WL#11999: Add support for JSON Schema

Affects: Server-8.0   —   Status: Complete

Contents


What is JSON Schema?

JSON Schema is a way to describe the structure of a JSON document. The JSON Schema is a JSON document in itself, and allows you to define required names/attributes, data types etc. As an example, here is an example of a JSON Schema describing a geographic coordinate (taken from json-schema.org):

 {
   "id": "http://json-schema.org/geo",
   "$schema": "http://json-schema.org/draft-06/schema#",
   "description": "A geographical coordinate",
   "type": "object",
   "properties": {
     "latitude": {
       "type": "number"
     },
     "longitude": {
       "type": "number"
     }
   }
 }

The first interesting part is the "type" attribute. It says that the JSON document MUST be an object (start with '{'). Next, it says that the object may have two properties named "latitude" and "longitude". Both of these are required to be a number.
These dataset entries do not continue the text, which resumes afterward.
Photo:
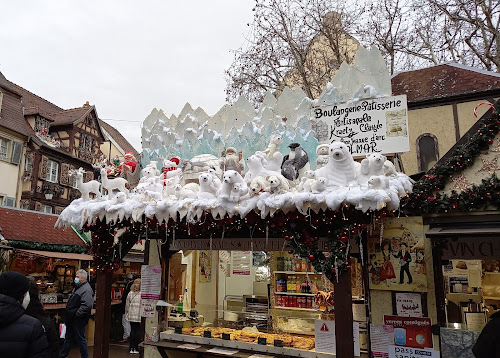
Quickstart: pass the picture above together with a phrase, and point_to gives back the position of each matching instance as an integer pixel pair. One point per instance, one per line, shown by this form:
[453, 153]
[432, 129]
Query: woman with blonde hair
[133, 314]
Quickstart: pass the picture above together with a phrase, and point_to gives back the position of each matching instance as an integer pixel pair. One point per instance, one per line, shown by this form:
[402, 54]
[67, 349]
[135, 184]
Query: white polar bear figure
[256, 168]
[322, 152]
[390, 169]
[150, 181]
[216, 183]
[229, 178]
[183, 193]
[277, 184]
[318, 186]
[341, 169]
[377, 196]
[373, 164]
[207, 190]
[257, 185]
[238, 191]
[307, 180]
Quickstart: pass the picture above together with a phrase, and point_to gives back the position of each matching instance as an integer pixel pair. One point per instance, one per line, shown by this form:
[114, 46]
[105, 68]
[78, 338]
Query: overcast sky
[125, 57]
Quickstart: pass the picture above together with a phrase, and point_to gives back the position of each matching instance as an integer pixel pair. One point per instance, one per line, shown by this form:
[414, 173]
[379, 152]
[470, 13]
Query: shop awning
[477, 231]
[58, 255]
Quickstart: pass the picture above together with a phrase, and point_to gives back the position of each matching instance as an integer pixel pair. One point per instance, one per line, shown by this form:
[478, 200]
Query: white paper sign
[408, 304]
[148, 308]
[405, 352]
[367, 126]
[324, 332]
[150, 282]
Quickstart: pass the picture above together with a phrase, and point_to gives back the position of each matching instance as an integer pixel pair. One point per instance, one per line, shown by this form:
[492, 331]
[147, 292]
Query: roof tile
[34, 226]
[441, 81]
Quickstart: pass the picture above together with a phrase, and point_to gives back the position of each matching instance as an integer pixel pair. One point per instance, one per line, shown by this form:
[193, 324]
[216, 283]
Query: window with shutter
[10, 202]
[17, 152]
[52, 171]
[4, 149]
[65, 174]
[44, 164]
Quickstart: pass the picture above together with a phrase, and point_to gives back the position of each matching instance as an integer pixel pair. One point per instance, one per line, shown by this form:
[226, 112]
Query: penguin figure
[295, 162]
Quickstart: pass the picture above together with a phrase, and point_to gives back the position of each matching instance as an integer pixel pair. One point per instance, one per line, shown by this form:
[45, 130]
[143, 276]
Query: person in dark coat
[488, 342]
[21, 336]
[78, 310]
[35, 309]
[404, 261]
[125, 322]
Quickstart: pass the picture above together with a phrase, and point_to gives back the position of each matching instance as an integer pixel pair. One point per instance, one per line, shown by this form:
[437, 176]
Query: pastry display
[288, 340]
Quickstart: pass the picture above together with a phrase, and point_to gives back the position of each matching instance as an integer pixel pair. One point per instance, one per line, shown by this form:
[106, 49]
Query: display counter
[204, 347]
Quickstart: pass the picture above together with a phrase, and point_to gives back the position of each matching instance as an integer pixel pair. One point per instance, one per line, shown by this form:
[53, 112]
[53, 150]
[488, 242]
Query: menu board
[150, 282]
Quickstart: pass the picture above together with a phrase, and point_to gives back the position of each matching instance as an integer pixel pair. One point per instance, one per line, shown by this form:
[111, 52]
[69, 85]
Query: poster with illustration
[397, 256]
[205, 266]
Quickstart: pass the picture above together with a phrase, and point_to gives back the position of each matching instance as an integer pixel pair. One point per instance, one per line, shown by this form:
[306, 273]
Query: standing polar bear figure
[341, 169]
[230, 178]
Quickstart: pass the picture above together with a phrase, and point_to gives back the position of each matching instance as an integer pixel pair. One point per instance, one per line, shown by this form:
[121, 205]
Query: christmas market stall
[263, 249]
[459, 199]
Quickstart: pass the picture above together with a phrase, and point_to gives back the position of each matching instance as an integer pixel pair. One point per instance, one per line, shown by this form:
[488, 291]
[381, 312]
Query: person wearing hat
[125, 323]
[21, 336]
[77, 316]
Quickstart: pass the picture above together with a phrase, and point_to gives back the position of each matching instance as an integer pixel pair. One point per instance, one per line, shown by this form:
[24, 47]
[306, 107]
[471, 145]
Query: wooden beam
[344, 334]
[102, 314]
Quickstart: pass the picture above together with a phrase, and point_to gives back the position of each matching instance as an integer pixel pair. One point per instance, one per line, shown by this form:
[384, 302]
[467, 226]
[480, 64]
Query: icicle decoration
[381, 232]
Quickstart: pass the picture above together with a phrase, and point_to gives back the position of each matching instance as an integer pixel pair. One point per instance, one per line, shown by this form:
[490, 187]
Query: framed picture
[475, 321]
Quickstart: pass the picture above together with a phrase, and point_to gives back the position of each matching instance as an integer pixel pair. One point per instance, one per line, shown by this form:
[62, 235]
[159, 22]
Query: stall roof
[457, 231]
[134, 257]
[58, 255]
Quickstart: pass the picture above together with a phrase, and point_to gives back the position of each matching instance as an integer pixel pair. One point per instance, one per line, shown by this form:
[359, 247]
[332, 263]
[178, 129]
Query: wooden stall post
[102, 314]
[344, 334]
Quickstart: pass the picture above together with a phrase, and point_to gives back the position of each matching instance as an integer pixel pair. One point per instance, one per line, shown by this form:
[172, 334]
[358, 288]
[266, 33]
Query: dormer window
[87, 142]
[41, 125]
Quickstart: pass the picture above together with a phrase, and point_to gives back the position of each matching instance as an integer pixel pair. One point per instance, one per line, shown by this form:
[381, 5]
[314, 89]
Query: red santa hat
[175, 160]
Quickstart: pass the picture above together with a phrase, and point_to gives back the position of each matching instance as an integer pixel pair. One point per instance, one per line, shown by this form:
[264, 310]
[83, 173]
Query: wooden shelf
[294, 294]
[298, 273]
[299, 309]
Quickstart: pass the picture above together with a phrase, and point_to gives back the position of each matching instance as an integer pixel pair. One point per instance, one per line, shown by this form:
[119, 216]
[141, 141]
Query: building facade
[42, 142]
[441, 103]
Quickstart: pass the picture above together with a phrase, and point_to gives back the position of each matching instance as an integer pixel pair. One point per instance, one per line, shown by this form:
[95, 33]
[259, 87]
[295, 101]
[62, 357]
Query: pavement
[115, 351]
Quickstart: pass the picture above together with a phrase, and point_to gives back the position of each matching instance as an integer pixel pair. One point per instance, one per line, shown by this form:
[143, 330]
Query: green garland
[424, 198]
[42, 246]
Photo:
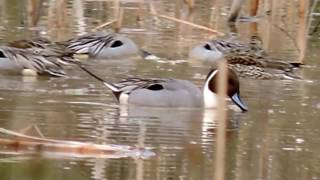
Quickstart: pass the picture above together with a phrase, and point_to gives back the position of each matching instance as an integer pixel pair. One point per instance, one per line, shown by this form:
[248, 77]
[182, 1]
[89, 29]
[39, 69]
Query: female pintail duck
[38, 61]
[156, 92]
[105, 45]
[248, 60]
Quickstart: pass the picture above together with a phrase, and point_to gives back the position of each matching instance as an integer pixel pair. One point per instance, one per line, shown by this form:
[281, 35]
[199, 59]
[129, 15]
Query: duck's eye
[116, 44]
[155, 87]
[207, 46]
[2, 55]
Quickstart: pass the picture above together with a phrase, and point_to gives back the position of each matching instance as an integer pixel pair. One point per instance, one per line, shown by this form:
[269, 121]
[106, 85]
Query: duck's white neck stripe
[209, 98]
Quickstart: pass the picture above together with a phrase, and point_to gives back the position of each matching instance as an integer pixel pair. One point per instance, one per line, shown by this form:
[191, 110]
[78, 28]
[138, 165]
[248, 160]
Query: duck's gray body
[103, 45]
[155, 92]
[39, 60]
[175, 93]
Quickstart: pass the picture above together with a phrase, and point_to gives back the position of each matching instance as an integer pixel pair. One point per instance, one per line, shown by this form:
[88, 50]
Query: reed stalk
[140, 10]
[254, 6]
[302, 31]
[186, 22]
[119, 20]
[234, 11]
[221, 122]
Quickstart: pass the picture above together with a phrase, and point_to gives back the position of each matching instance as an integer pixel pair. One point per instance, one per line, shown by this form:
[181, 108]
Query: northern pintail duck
[155, 92]
[37, 55]
[248, 60]
[104, 45]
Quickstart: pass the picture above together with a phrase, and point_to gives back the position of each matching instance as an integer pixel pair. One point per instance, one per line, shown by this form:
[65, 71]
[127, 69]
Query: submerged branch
[24, 144]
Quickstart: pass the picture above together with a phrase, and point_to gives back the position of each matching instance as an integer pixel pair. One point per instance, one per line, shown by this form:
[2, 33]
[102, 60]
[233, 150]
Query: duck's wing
[130, 84]
[29, 59]
[93, 42]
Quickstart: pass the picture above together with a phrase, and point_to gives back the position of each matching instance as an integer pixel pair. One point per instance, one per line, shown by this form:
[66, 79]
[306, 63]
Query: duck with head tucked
[156, 92]
[248, 60]
[37, 57]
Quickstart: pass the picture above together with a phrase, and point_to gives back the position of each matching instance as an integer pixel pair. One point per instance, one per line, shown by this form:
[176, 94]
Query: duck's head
[206, 53]
[233, 89]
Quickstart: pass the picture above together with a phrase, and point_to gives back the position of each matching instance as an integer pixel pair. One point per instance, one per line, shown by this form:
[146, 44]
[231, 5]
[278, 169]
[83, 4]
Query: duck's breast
[9, 65]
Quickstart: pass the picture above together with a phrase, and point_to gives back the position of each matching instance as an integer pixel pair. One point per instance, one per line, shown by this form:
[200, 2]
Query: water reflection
[277, 139]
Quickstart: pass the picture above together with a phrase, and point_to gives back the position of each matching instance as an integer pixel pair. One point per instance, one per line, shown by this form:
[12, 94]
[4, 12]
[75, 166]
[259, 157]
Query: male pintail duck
[154, 92]
[35, 56]
[105, 45]
[248, 60]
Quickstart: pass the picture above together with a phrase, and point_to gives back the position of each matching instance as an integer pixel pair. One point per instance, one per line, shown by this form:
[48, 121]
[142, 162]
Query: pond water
[276, 139]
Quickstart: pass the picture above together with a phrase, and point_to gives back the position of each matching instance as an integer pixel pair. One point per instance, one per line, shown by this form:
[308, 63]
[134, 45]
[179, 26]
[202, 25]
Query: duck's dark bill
[237, 100]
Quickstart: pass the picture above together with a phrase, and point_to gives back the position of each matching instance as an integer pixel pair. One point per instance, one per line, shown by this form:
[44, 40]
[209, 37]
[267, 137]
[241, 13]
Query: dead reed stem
[221, 122]
[254, 6]
[234, 11]
[33, 10]
[302, 31]
[20, 143]
[190, 4]
[187, 23]
[140, 10]
[119, 20]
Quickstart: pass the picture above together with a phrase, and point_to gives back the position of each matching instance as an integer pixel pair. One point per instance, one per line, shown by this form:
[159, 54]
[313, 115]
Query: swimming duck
[248, 60]
[156, 92]
[37, 56]
[104, 45]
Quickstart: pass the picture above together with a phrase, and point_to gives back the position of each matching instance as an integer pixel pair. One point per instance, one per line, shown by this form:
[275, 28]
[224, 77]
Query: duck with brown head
[156, 92]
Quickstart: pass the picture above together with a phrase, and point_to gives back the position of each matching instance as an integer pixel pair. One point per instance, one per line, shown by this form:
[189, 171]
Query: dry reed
[187, 23]
[221, 122]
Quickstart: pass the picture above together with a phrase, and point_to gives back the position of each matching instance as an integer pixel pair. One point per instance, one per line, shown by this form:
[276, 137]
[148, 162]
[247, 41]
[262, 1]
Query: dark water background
[278, 138]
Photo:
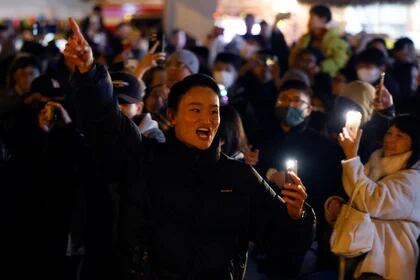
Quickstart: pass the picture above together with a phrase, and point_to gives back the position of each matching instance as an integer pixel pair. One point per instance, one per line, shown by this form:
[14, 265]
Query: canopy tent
[356, 2]
[60, 9]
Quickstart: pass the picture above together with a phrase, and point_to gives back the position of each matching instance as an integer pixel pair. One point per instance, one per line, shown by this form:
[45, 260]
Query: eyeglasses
[295, 100]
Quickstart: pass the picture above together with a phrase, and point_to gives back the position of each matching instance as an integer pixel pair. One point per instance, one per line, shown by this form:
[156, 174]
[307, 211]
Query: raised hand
[148, 61]
[77, 51]
[349, 144]
[294, 194]
[251, 156]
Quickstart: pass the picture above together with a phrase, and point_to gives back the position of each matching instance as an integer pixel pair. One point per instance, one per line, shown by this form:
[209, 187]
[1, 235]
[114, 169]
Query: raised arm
[113, 138]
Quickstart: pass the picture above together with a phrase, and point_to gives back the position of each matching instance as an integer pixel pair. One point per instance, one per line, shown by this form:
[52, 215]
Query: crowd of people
[120, 161]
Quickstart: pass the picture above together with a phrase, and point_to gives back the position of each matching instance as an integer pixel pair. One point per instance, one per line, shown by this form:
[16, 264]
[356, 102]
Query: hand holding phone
[291, 166]
[353, 120]
[380, 87]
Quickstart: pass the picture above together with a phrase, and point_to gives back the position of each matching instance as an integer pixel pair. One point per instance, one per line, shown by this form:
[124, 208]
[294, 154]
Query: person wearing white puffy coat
[390, 193]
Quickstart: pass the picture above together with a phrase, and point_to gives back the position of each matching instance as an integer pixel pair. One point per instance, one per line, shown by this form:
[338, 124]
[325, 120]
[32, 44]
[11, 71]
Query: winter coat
[393, 201]
[185, 213]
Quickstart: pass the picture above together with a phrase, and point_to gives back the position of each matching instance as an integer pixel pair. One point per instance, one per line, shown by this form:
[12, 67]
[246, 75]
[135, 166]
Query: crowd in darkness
[120, 161]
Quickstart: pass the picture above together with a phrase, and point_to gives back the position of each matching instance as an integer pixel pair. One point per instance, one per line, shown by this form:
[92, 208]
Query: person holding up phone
[187, 211]
[389, 184]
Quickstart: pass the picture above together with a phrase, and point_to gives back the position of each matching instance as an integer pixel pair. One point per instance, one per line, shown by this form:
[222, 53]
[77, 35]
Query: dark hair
[181, 88]
[321, 11]
[20, 62]
[374, 41]
[371, 56]
[229, 58]
[148, 76]
[410, 125]
[402, 42]
[231, 131]
[298, 85]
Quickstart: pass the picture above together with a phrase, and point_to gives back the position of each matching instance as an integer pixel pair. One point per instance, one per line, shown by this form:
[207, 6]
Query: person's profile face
[316, 22]
[396, 142]
[197, 118]
[131, 110]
So, the following JSON document is valid according to the above JSON Schema:

 {
   "latitude": 63.444697,
   "longitude": 10.445118
 }

However, the following is also valid because neither "latitude" or "longitude" are required:

 {}

In order to make those attributes required, we can add a required attribute to the JSON Schema:

 {
   "id": "http://json-schema.org/geo",
   "$schema": "http://json-schema.org/draft-06/schema#",
   "description": "A geographical coordinate",
   "type": "object",
   "properties": {
     "latitude": {
       "type": "number"
     },
     "longitude": {
       "type": "number"
     }
   }
   "required": ["latitude", "longitude"]
 }

A nice feature would be to have a function that validates a JSON value against a JSON Schema:

 SELECT JSON_SCHEMA_VALID('{
   "id": "http://json-schema.org/geo",
   "$schema": "http://json-schema.org/draft-06/schema#",
   "description": "A geographical coordinate",
   "type": "object",
   "properties": {
     "latitude": {
       "type": "number",
       "minimum": -90,
       "maximum": 90
     },
     "longitude": {
       "type": "number",
       "minimum": -180,
       "maximum": 180
     }
   },
   "required": ["latitude", "longitude"]
 }','{
   "latitude": 63.444697,
   "longitude": 10.445118
 }');
 => Returns "true"
 SELECT JSON_SCHEMA_VALID('{
   "id": "http://json-schema.org/geo",
   "$schema": "http://json-schema.org/draft-06/schema#",
   "description": "A geographical coordinate",
   "type": "object",
   "properties": {
     "latitude": {
       "type": "number",
       "minimum": -90,
       "maximum": 90
     },
     "longitude": {
       "type": "number",
       "minimum": -180,
       "maximum": 180
     }
   },
   "required": ["latitude", "longitude"]
 }','{}');
 => Returns "false" (missing required properties)

rapidjson (which we already use) supports validation of the JSON Schema Draft v4: https://github.com/Tencent/rapidjson/blob/master/doc/schema.md

Other DBMS

As far as we know, MongoDB is the only DBMS that has native support for JSON Schema validation.

MongoDB

Starting from version 3.6, MongoDB also supports JSON Schema (version 4) validation. It's is defined by passing a validator to the createCollection command:

 db.createCollection("coordinates", {
   validator: {
     "$jsonSchema": {
       "bsonType": "object",
       "properties": {
         "latitude": {
           "type": "number",
           "minimum": -90,
           "maximum": 90
         },
         "longitude": {
           "type": "number",
           "minimum": -180,
           "maximum": 180
         }
       },
       "required": [
         "latitude",
         "longitude"
       ]
     }
   }
 })

MongoDB does not support the $ref keyword, which is a pointer to an external JSON Schema (local or remote).

PostgreSQL

There is no native support for JSON schema, but there are extensions that can be used as CHECK constraints (https://github.com/gavinwahl/postgres-json-schema):

 CREATE TABLE example (id serial PRIMARY KEY, data jsonb);
 ALTER TABLE example
   ADD CONSTRAINT data_is_valid CHECK (
     validate_json_schema('{"type": "object"}', data));

The above CHECK constraint enforces that every JSON value stored in the column data MUST be a JSON object. Remote references are not supported.

Possible problems

  • The JSON Schema has a keyword $ref that is a pointer to an external JSON Schema (local or remote). To fully support this, we would need to be able to fetch data from the internet. This may cause security issues, and it might be wise to not support this keyword.

  • For strings it's possible to specify a regex pattern. rapidjson gives us two regex engines to choose between: their internal home-made and std::regex. MySQL however is now using ICU, and it would perhaps be good if we used the same regex engine in both JSON Schema and rest of the server.